Brown lichens are mustardy against greenish-grey bluestone.
And faded barn reds are cerise with veins of sunflower yellow.
Maybe I’m imagining it. But even my Golden Feverfew (Tanacetum parthenium ‘Aureum’), that reverted to green years ago, has sent up lemony-lime foliage among the fading daylily leaves… which are surprisingly sunny this year.
Overall, everything seems more cheerful, even with the regular untidiness of fall. The grass greens seem so much more citrusy. So the blue greens are frostier. And the dark, dark greens are more black. It’s like someone adjusted the Technicolor.
And there’s so much activity. From the wind and leaves, of course. But there are also tons of birds in the yard. Wrens, finches, sparrows, chickadees, small downy woodpeckers and large jays and cardinals, all taking advantage of the bits and pieces of plant stuff drying around them.
The past few days have reminded me of three British artists I really like.
Mark Hearld, Angie Lewin and Emily Sutton share a lot in common in their work, and I suspect, in their interests. They are obviously interested in the natural world. But they are also inspired by early British Modernism and interwar and postwar decorative design.

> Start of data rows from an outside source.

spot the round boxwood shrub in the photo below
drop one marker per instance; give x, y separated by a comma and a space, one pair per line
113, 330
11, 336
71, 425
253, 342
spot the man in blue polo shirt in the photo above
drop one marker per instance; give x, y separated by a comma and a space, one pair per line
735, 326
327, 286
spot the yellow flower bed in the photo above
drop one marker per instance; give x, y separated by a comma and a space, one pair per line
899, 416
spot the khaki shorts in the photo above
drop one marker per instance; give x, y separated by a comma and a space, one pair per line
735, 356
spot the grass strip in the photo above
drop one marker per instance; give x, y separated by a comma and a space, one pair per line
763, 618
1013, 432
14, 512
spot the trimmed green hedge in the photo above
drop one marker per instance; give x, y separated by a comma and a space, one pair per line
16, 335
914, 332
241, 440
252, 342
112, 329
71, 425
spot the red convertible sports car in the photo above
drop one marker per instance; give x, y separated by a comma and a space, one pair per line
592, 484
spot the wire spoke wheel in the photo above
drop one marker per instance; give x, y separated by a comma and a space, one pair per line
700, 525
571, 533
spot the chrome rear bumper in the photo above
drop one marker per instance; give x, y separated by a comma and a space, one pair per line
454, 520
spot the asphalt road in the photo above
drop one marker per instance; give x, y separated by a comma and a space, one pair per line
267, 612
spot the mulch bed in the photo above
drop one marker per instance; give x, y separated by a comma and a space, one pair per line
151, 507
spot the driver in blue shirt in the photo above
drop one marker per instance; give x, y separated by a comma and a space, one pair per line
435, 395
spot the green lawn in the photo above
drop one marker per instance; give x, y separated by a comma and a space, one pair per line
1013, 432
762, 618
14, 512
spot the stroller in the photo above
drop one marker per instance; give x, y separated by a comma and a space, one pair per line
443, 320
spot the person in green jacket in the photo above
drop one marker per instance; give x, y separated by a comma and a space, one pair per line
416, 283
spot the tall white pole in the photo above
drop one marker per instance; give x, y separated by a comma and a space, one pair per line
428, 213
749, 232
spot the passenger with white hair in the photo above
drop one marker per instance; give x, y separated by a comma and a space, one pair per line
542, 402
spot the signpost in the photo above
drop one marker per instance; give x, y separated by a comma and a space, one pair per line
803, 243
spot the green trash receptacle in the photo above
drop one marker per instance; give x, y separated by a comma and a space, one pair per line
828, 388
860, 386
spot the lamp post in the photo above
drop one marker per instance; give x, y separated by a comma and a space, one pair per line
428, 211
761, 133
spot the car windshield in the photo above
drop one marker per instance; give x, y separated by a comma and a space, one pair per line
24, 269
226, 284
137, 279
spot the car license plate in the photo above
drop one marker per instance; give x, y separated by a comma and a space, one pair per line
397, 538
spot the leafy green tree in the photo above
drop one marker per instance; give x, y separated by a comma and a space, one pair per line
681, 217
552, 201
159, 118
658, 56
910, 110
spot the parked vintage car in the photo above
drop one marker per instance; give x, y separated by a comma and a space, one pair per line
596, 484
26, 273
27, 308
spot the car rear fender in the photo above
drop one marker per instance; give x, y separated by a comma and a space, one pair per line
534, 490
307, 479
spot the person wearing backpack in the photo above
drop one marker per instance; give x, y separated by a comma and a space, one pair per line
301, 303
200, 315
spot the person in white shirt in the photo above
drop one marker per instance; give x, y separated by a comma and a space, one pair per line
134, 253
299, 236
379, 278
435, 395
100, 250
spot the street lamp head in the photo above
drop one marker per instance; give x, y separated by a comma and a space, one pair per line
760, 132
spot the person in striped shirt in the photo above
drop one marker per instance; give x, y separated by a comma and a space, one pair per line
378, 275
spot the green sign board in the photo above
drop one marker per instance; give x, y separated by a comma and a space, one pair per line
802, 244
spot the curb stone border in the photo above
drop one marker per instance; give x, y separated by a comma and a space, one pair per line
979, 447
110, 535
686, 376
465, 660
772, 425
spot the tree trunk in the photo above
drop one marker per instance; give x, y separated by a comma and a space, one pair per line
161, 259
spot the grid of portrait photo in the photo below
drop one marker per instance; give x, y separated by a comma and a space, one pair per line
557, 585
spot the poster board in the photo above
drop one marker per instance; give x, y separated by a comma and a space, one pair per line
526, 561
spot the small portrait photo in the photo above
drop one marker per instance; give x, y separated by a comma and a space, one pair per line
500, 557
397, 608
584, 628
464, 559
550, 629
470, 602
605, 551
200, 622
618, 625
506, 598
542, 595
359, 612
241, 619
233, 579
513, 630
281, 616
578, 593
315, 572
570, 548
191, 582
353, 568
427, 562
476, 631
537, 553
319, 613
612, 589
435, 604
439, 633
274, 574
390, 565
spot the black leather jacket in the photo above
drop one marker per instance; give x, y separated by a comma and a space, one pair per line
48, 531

|Long Live Weeds by Mark Hearld|
|Larch by Angie Lewin|
|Corner field, Stillington by Emily Sutton|
They live and have studied in northern Britain: Mark in Glasgow and York; Angie in northern Norfolk and Emily in Edinburgh and York. They predominately work on paper: wood-block prints, lithographs, linocuts, silkscreens, watercolors and collages. But they also experiment with fabric. All have designed fabrics for St. Jude’s, a gallery that has branched into hand-printed textiles.
|Nature Table by Angie Lewin|
|Doveflight by Mark Hearld|
And it seems like they are all drawn to palettes with lots of yellows, browns and blues.
|Stony Track by Angie Lewin|
|Pisanello's Hare by Mark Hearld|
|Night Horseman by Emily Sutton|
And birds. Lots of birds. And feathers.
Their art always seem so kinetic to me. Like the wind is perpetually blowing.
|Grainfield by Angie Lewin|
|The Quince Tree by Mark Hearld|
Even Emily’s still-lifes are full of activity.
|Still Life by Emily Sutton|
So, capture this beautifully tawny fall in your memory, and let Mark Hearld, Angie Lewin and Emily Sutton help.